Conversely, have you ever just taken a brief pause in a moment of joy or pure satisfaction, and thought, “Wow – I am right where I am supposed to be right now and I am so grateful”? Maybe you are out at Happy Hour with your girlfriends on Friday Night after a long hard work week, and you are laughing hysterically about something someone said. Or maybe you are tucked under a soft warm blanket on your comfy couch, on a rainy day, binge-watching a new Netflix series you’ve been anticipating. Or maybe it’s a day where you help a student through a crisis and they come back the next day to hug and thank you for your support. Those are the times when I sigh a rewarding exhale of satisfaction, knowing.. that I am exactly where I am meant to be. Literally – that God has placed me at the precise location that he intended.

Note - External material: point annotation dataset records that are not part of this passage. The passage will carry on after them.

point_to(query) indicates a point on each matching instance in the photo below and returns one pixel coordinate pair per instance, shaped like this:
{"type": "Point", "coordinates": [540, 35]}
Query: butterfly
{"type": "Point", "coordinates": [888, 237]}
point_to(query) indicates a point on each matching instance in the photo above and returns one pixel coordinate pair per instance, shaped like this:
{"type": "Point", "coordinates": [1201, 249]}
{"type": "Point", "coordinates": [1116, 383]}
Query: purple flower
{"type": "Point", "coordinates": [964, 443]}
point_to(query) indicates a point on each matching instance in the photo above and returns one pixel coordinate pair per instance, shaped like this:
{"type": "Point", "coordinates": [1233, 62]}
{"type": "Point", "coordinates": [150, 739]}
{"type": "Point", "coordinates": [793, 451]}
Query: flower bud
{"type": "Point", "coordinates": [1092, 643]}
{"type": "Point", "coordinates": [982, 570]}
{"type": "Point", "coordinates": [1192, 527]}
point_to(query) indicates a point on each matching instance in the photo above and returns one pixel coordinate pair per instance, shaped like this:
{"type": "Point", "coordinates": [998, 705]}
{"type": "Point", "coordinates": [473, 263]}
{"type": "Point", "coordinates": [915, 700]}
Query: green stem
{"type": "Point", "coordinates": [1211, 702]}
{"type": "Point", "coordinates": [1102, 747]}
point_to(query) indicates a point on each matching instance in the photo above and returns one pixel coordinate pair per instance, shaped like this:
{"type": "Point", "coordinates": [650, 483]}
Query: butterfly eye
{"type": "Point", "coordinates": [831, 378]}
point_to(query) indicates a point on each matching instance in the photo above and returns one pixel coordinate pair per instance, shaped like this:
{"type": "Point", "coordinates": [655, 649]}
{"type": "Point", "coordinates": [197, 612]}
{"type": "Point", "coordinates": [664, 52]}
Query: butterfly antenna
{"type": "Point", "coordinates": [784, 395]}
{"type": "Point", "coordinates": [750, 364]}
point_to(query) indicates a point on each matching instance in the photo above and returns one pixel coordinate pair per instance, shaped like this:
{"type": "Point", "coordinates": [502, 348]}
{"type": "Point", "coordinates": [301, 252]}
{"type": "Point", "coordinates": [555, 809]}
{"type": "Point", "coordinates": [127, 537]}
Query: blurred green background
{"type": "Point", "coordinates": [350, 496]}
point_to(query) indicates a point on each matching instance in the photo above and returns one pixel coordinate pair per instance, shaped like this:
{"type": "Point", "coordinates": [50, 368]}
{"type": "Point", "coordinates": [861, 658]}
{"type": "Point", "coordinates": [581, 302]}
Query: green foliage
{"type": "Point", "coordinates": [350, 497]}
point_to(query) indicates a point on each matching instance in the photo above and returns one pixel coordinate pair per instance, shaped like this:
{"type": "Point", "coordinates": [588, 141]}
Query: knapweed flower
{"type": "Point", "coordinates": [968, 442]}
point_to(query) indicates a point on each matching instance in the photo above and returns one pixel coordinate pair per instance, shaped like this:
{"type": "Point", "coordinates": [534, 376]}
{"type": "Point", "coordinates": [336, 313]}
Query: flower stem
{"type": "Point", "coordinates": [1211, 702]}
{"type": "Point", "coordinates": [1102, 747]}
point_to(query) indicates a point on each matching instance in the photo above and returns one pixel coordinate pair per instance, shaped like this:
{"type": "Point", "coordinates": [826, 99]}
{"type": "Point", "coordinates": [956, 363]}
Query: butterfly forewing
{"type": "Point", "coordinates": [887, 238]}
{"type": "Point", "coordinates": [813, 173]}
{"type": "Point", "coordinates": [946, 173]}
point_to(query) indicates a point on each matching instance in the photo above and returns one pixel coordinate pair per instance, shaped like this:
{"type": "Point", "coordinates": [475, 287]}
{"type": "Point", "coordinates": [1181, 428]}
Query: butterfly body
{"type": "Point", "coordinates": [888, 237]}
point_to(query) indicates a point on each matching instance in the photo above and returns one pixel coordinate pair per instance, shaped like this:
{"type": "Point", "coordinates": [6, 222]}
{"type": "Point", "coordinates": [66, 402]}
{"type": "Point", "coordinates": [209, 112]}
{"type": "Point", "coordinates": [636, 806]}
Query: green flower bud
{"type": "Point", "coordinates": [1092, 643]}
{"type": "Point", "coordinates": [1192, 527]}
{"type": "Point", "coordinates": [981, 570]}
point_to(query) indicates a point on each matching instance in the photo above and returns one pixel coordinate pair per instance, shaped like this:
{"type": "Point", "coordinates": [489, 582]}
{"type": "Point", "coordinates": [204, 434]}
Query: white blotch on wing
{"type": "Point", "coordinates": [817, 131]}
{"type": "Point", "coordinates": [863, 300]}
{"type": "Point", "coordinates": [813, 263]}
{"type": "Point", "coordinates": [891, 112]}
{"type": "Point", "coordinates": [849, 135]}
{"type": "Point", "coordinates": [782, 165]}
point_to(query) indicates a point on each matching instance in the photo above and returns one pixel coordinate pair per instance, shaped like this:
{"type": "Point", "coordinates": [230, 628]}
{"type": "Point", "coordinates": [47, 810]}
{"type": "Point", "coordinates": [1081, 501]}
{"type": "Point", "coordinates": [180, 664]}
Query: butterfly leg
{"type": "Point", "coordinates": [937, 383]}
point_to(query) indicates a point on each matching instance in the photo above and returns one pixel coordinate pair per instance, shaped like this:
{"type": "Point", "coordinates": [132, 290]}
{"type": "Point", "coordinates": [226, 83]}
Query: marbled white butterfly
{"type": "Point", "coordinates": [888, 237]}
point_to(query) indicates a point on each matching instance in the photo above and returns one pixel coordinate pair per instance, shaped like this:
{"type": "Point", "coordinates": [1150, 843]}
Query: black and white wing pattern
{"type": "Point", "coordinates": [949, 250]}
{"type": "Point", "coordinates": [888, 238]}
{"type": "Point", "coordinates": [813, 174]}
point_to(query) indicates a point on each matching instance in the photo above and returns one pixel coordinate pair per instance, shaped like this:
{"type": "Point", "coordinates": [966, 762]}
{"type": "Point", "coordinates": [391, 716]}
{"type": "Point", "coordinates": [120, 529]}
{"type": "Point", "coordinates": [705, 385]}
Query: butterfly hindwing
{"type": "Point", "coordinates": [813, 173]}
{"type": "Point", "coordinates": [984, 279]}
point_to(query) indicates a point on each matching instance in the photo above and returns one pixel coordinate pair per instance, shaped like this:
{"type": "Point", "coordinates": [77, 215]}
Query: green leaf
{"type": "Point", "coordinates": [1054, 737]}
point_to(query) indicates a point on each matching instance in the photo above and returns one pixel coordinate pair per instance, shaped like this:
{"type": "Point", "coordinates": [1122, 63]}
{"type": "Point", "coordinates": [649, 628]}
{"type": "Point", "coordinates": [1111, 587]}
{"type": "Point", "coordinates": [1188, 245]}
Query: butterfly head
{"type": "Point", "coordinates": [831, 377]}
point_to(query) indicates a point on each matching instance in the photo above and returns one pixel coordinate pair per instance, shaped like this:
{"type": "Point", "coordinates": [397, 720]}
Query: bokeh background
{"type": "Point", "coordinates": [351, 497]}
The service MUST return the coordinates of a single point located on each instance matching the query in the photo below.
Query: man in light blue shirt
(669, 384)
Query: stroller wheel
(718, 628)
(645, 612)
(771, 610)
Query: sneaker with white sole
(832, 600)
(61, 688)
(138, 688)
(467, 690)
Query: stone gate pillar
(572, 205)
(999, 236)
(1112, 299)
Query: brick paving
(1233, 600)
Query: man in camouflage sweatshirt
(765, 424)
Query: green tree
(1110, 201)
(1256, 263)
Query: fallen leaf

I have gone through some uncomfortable times, if not completely miserable stages of life, that have left me wondering what I did to deserve the agony. But when looking back, I can connect the dots that have led me to a better place and often – a situation I would not have chosen on my own. I have been laid off from jobs that I literally hated, but did not have the courage to leave them of my own accord. I have lost out on a bidding war for a home purchase, only to be rewarded by finding a far superior property. I have had difficult financial situations that have put me on a path of a disciplined budget that resulted in greater monetary stability. I have some failed marriages in my rearview mirror, but I finally discovered that I absolutely love the single life I have now – all of it: being alone, doing what I want-when I want, and having the freedom to pursue my dreams – both big and small.
I write about realizing the beauty of being right where you are, after acknowledging the many years of my life that I have spent trying to control or orchestrate an outcome for myself. Chasing love, pursuing high-powered stressful jobs, believing that if I behave ‘just right’ the world will reward me with what I think I deserve. Instead – I was often dropped straight on my ass – no warning and no cushion! I think once we can begin to realize how very little control we really have – then – and only then – can we let our guard down and enjoy the moments.
One of my favorite quotes is, “That which is meant for you – will not pass you by”, and I feel like – if you slow down and notice the wonderful, beautiful, satisfying moments of contentment – you start to notice how beautiful your life really is. AND THAT – YOU ARE EXACTLY WHERE YOU ARE MEANT TO BE.